WASHINGTON (Reuters) -Congressional negotiators have agreed on a nearly $80 billion bipartisan deal providing tax benefits geared toward businesses and low-income families, the leaders of the Senate Finance and House Ways and Means committees said on Tuesday.
The $78 billion package would temporarily expand the Child Tax Credit and boost the low-income housing tax credit while also bringing back a range of deductions for companies, the two committee chairmen said in a joint statement.
The deal also includes disaster tax relief, among other provisions, Senate Finance Committee Chairman Ron Wyden, a Democrat, and House Ways and Means Committee Chairman Jason Smith, a Republican, said of the deal.
Any package must still pass both the Democratic-led Senate and the Republican-controlled House of Representatives before U.S. President Joe Biden could sign it into law at a time when lawmakers are scrambling to keep the government funded.

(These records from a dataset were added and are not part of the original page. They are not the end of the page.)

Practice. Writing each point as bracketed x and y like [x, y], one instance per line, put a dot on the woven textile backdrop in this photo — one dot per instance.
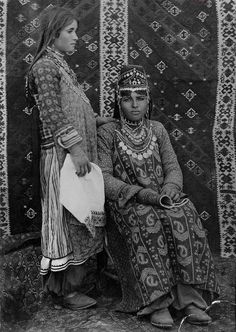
[187, 49]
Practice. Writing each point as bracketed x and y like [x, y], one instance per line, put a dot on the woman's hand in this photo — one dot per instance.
[148, 196]
[80, 160]
[104, 119]
[172, 191]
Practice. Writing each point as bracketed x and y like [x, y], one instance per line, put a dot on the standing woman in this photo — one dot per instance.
[67, 124]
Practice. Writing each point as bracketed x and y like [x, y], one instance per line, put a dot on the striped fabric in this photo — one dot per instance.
[56, 245]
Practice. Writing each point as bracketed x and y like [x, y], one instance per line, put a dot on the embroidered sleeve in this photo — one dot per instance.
[172, 171]
[148, 196]
[47, 80]
[115, 189]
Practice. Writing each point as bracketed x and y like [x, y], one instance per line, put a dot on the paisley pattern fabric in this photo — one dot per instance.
[65, 118]
[153, 249]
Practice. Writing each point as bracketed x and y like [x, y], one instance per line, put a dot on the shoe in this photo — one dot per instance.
[162, 318]
[197, 316]
[78, 301]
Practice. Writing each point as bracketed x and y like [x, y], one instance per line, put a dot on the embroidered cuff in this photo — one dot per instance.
[68, 137]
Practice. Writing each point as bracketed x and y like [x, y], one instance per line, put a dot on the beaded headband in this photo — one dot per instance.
[132, 78]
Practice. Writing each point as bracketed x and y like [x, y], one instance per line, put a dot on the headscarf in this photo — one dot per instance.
[131, 78]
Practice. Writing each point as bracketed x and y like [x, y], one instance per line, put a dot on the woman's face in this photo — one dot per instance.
[134, 105]
[67, 39]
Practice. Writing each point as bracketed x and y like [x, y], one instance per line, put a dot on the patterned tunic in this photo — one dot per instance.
[66, 118]
[153, 249]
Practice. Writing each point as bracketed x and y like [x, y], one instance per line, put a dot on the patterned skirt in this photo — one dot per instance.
[156, 249]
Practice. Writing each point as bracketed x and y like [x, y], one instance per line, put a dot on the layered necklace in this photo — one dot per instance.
[136, 139]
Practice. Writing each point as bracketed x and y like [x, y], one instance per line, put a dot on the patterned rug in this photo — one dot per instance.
[187, 49]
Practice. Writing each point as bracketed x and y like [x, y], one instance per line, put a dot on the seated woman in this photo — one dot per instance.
[160, 252]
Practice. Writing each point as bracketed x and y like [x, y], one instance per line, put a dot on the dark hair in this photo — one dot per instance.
[53, 20]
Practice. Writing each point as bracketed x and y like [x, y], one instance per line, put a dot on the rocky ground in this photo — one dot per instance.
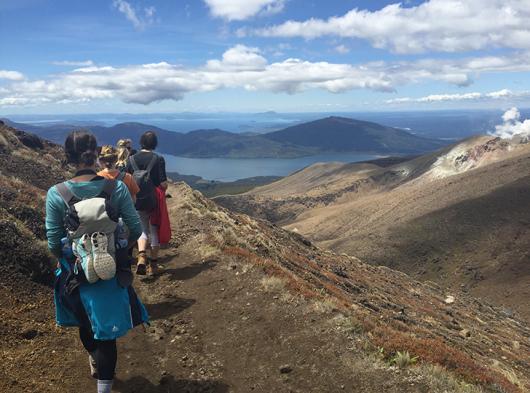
[458, 217]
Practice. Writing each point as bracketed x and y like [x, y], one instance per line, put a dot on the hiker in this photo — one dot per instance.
[123, 149]
[149, 171]
[93, 281]
[108, 158]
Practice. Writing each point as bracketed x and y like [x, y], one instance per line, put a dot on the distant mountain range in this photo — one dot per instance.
[331, 134]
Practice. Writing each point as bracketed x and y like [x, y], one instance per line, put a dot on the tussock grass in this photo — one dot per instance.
[440, 380]
[324, 306]
[273, 284]
[403, 359]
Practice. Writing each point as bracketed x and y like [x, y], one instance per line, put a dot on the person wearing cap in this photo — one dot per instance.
[108, 158]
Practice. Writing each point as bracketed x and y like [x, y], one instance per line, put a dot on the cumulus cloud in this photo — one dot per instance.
[68, 63]
[435, 25]
[139, 19]
[243, 9]
[513, 126]
[494, 95]
[11, 75]
[247, 68]
[342, 49]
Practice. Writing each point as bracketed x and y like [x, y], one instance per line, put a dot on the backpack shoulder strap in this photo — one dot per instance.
[152, 163]
[108, 189]
[66, 194]
[134, 164]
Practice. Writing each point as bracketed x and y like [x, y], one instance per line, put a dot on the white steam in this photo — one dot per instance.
[513, 126]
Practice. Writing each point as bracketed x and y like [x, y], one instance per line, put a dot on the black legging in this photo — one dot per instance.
[104, 352]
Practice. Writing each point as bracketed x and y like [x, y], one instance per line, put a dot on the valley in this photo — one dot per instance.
[243, 305]
[458, 216]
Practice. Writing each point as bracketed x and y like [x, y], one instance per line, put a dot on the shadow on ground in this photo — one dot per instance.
[168, 383]
[168, 308]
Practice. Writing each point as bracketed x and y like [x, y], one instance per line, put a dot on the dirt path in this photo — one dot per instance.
[214, 330]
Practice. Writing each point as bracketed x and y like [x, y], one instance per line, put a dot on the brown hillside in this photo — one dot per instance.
[28, 166]
[459, 217]
[242, 305]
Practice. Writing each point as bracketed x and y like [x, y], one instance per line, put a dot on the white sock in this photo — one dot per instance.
[104, 386]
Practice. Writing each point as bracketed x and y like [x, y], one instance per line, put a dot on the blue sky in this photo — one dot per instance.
[256, 55]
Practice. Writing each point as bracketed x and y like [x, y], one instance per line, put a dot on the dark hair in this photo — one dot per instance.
[149, 140]
[81, 148]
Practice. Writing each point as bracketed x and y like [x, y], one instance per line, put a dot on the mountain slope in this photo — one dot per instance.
[242, 305]
[459, 216]
[343, 134]
[326, 135]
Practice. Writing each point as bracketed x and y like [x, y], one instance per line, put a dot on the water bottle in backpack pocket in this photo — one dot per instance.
[90, 226]
[146, 197]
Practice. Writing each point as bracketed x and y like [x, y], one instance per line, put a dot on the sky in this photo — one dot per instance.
[148, 56]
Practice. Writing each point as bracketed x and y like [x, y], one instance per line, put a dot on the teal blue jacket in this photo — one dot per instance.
[111, 310]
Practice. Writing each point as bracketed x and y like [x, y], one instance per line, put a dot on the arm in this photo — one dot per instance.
[55, 210]
[122, 199]
[132, 186]
[162, 172]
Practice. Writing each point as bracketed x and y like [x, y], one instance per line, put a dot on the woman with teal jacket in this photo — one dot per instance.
[108, 308]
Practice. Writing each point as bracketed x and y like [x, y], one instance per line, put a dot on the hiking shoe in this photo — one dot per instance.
[104, 263]
[93, 366]
[152, 268]
[83, 248]
[141, 264]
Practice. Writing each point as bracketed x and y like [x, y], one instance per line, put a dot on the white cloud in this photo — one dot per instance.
[513, 126]
[435, 25]
[68, 63]
[139, 20]
[342, 49]
[11, 75]
[494, 95]
[247, 68]
[243, 9]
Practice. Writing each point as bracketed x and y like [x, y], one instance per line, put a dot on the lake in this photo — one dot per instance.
[231, 169]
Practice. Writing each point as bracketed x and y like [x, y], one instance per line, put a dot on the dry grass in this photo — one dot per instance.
[434, 351]
[403, 359]
[442, 381]
[272, 284]
[324, 306]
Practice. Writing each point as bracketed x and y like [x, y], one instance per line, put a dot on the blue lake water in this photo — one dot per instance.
[230, 169]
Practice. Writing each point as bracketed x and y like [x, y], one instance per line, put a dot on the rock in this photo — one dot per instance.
[29, 334]
[285, 369]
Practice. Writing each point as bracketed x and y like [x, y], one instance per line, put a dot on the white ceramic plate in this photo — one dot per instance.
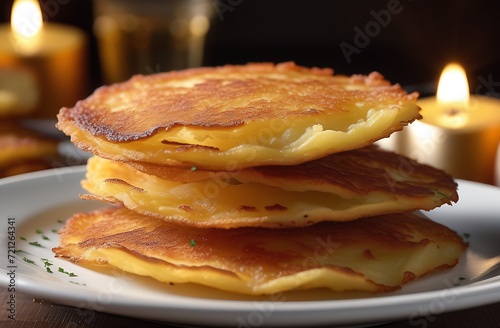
[39, 202]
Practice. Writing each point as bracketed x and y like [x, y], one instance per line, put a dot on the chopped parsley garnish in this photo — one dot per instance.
[47, 264]
[71, 274]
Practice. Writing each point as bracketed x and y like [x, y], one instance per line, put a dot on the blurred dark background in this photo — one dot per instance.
[410, 47]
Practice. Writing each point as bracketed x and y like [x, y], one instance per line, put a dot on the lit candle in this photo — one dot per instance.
[54, 54]
[459, 133]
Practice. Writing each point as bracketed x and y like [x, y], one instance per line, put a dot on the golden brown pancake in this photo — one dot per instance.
[231, 117]
[374, 254]
[339, 187]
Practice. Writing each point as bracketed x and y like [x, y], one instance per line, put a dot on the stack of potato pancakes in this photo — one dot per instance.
[256, 179]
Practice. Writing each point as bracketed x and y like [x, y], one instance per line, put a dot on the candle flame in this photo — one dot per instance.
[453, 96]
[26, 19]
[453, 88]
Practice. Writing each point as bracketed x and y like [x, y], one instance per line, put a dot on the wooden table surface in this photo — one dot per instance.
[40, 313]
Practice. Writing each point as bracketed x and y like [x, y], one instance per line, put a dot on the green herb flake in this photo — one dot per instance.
[28, 260]
[71, 274]
[46, 262]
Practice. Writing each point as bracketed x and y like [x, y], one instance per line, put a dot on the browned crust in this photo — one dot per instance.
[255, 252]
[226, 96]
[359, 171]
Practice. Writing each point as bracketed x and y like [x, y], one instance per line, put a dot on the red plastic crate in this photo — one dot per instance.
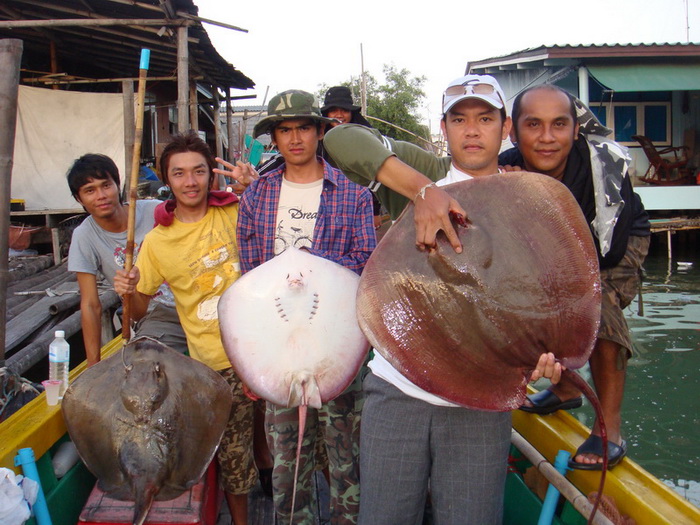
[197, 506]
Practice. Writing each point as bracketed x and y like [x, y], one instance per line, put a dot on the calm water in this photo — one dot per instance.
[661, 411]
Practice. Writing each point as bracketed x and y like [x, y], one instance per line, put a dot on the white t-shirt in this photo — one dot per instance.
[296, 214]
[382, 368]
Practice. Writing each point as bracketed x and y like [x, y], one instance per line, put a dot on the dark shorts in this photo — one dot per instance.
[619, 285]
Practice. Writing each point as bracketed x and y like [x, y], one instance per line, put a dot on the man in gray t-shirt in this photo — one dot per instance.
[98, 250]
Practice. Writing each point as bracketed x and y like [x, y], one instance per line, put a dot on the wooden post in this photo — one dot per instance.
[217, 124]
[129, 126]
[229, 126]
[194, 106]
[183, 80]
[54, 60]
[10, 58]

The agreement comes as Congress aims to avert a partial government shutdown and keep federal agencies operating into March by passing a short-term spending bill to temporarily fund the U.S. government, with some spending set to expire this week.
It would generate more than $70 billion by curbing an employee retention tax credit passed amid the COVID-19 pandemic aimed at helping businesses avoid layoffs, Wyden and Smith said.